Scientists pin down structure of neuronal protein clumps associated with ALS

To create treatments for a disease without any, scientists need to study and understand the driving forces behind the faulty biology. Today, researchers at the University of North Carolina School of Medicine announced the first-ever evidence-based description of the neuronal protein clumps thought to be important in Amyotrophic Lateral Sclerosis (ALS), also known as Lou Gehrig's disease, a fatal neurodegenerative condition.

The study, published online today in Proceedings of the National Academy of Sciences, also provides the first definitive evidence that these protein clumps are indeed toxic to the type of neurons that die in patients with ALS.

This research development could be a crucial step toward developing drugs to stop the creation of the clumps and stem the progression of the disease. Cures for ALS and other neurodegenerative diseases have long eluded researchers, largely because their causes have remained mysterious.

"One of the biggest puzzles in health care is how to address neurodegenerative diseases; unlike many cancers and other conditions, we currently have no leverage against these neurodegenerative diseases," said senior study author Nikolay Dokholyan, PhD, the Michael Hooker Distinguished Professor of Biochemistry and Biophysics at UNC. "This study is a big breakthrough because it sheds light on the origin of motor neuron death and could be very important for drug discovery."

Patients with ALS suffer gradual paralysis and early death as a result of the loss of motor neurons, which are crucial to moving, speaking, swallowing, and breathing.

The study focuses on a subset of ALS cases - an estimated 1 to 2 percent - that are associated with variations in a protein known as SOD1. However, even in patients without mutations in their SOD1 gene, this protein has been shown to form potentially toxic clumps.
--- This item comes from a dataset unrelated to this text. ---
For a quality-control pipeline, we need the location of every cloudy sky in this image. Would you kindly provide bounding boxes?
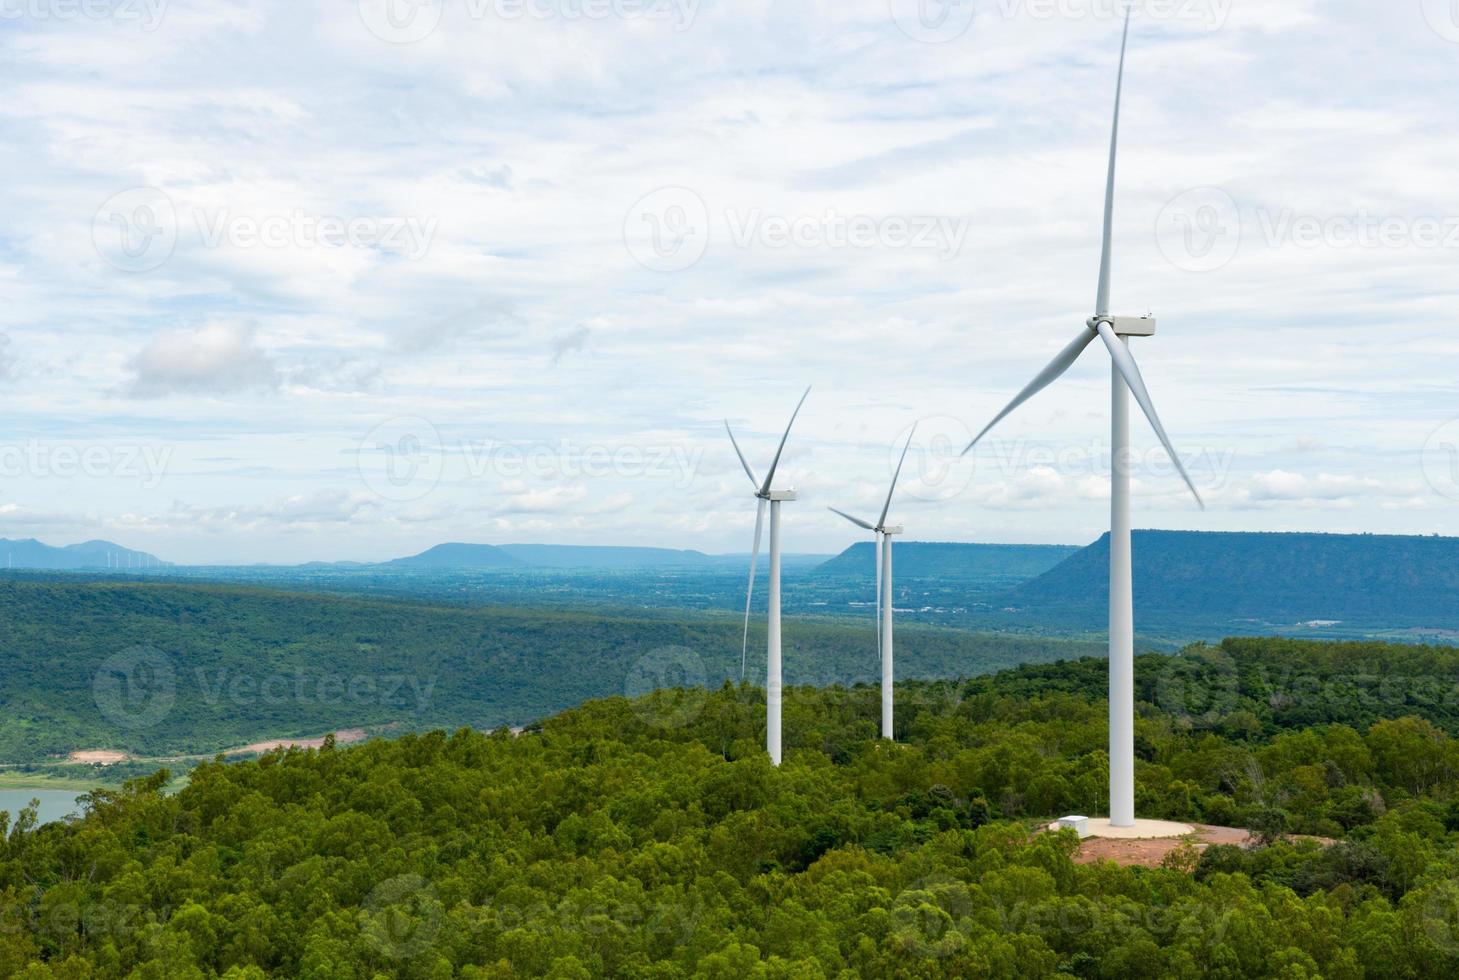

The researchers discovered that the protein forms temporary clumps of three, known as a "trimer," and that these clumps are capable of killing motor neuron-like cells grown in the laboratory.
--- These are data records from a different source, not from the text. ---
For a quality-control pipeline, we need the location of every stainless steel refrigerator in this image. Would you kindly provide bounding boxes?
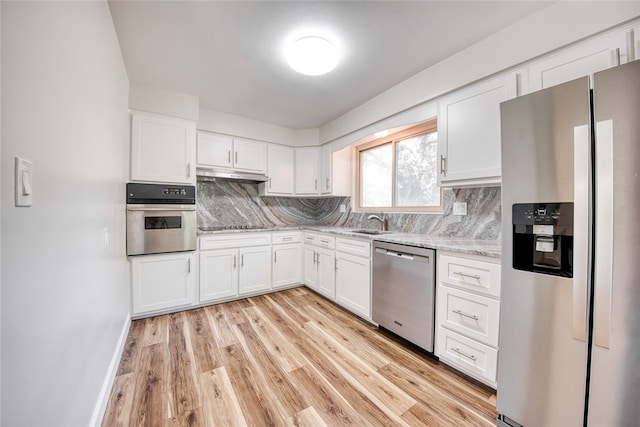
[497,59,640,427]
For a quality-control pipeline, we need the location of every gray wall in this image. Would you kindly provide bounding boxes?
[1,3,130,425]
[197,181,501,240]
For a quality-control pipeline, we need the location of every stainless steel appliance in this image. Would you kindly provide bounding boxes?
[372,241,435,352]
[498,60,640,426]
[126,183,196,256]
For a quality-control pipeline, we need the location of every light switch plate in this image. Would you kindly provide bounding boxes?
[453,202,467,216]
[15,156,34,207]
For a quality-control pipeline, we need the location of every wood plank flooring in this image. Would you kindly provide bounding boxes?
[102,287,497,426]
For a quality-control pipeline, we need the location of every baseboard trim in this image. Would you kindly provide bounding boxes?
[89,313,131,427]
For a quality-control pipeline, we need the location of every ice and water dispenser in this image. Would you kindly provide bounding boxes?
[512,203,574,277]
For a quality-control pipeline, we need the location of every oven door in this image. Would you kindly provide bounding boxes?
[126,204,196,256]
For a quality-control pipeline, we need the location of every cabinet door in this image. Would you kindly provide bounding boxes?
[238,246,272,295]
[199,249,238,302]
[317,248,336,299]
[320,145,332,194]
[303,246,318,289]
[233,138,267,172]
[131,252,195,315]
[264,144,294,195]
[528,30,625,92]
[437,73,517,186]
[295,147,320,195]
[335,252,371,319]
[197,132,233,168]
[272,243,302,289]
[131,112,196,184]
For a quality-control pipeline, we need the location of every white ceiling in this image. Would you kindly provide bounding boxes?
[109,1,552,129]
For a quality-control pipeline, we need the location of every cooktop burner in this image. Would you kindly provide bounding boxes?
[199,225,268,231]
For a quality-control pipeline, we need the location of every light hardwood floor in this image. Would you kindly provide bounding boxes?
[102,287,497,426]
"This is a major step because nobody has known exactly what toxic interactions are behind the death of motor neurons in patients with ALS," said Elizabeth Proctor, PhD, a graduate student in Dokholyan's laboratory at the time of the study and the paper's first author. "Knowing what these trimers look like, we can try to design drugs that would stop them from forming, or sequester them before they can do damage. We are very excited about the possibilities."

Researchers zeroed in on SOD1 after genetic mutations affecting the protein were linked with ALS in the early 1990s. But the exact form of aggregated protein that is responsible for killing neurons has been hard to identify, and many of the clumps that are thought to be toxic disintegrate almost as soon as they form, making them exceedingly difficult to study.

"It is thought that part of what makes them so toxic is their instability," said Proctor, who is now a postdoctoral researcher at MIT. "Their unstable nature makes them more reactive with parts of the cell that they should not be affecting."

Until now, researchers did not know what these fleeting clumps looked like or how they might affect cells.

To crack the mystery, the research team used a combination of computational modeling and experiments in live cells. Proctor spent two years developing a custom algorithm to determine the trimers' structure, an aspect of the study Dokholyan described as "an outstanding tour de force" akin to mapping the structure of a ball of yarn after taking snippets of just its outermost layer and then figuring out how they fit together.

Once the trimers' structure was established, the team spent several more years developing methods to test the trimers' effects on motor neuron-like cells grown in the laboratory. The results were clear: SOD1 proteins that were tightly bound into trimers were lethal to the motor neuron-like cells, while non-clumped SOD1 proteins were not.

The team plans to further investigate the "glue" that holds the trimers together in order to find drugs that could break them apart or keep them from forming.

In addition, these findings could help shed light on other neurodegenerative diseases, such as Alzheimer's disease and Parkinson's.

"There are many similarities among neurodegenerative diseases," said Dokholyan. "What we have found here seems to corroborate what is known about Alzheimer's already, and if we can figure out more about what is going on here, we could potentially open up a framework to be able to understand the roots of other neurodegenerative diseases."